Welcome to the Spirituality and Recovery Blog

We hope to post about religion, faith-based initiatives, and spiritual practices and resources and mental health recovery as we develop our understanding and a vibrant community of spiritually informed practice. Please share your ideas, concerns and resources with Lael Ewy at lael.ewy@wichita.edu. Please comment on our posts and share your own experiences, thoughts, questions and resources.

Monday, December 10, 2012

Spiritual Crisis as Transformation

by Lael Ewy

reBIRTH - hommage un partie  by jtravism

Just about every faith tradition has some kind of story of death and rebirth, from the familiar tales of Persephone in Hellenistic mythology to the execution and resurrection that is at the core of Christianity. This idea keeps coming up because it is at work all around us: as the high season of summer declines through autumn and the earth seems to die in the throes of winter, we look forward to the verdant rebirth that is the spring. As physical bodies die, their matter gets turned back into the stuff of life through the bodies of scavengers, bacteria, plants--the cycles of carbon, oxygen, nitrogen, and water.  

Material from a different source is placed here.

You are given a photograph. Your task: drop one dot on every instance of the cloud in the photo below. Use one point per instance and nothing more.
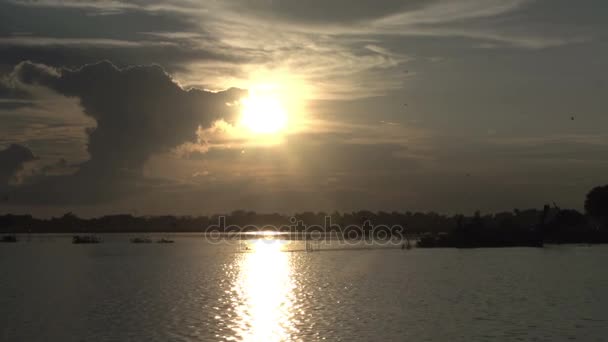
(139, 111)
(12, 159)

The arcs of our states of mind, too, undergo periods of waning and waxing: from zenith to azimuth, we all go through cycles of suffering and joy.

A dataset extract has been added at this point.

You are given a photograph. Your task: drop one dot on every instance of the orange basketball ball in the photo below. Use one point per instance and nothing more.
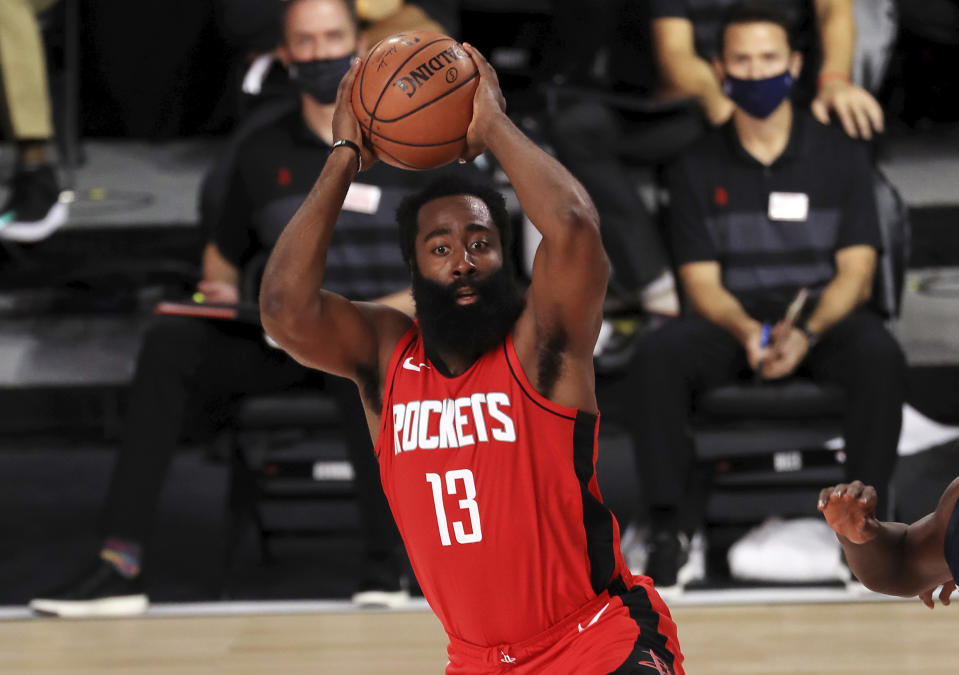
(413, 98)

Such intimate connections between our physical universe and our inner states of being underscore the fundamentally spiritual nature of psychological distress as experienced by many people. In an excellent exploration of the subject, Jeff Foster argues that depressive breakdown can be "a call to awakening," that what we emerge into during an emergency is as important as the stressors that push us there to begin with.

The Strengths Model of mental health care suggests that risk is a necessary part of recovery. With so many mental health services still focused on stabilization and maintenance, how can we use times of crisis to refocus on what can be gained from the experience, on how a spiritual death can lead to a new appreciation of actual life? As people experiencing mental distress, how can we help our providers understand that some of what we are experiencing is a necessary part of our growth? As providers, how can we have the faith (all puns intended) and confidence in those we serve and our  relationships with them to know when these processes are running their natural course?

And above all, how can we all support each other in learning the lessons spiritual death and rebirth have to teach?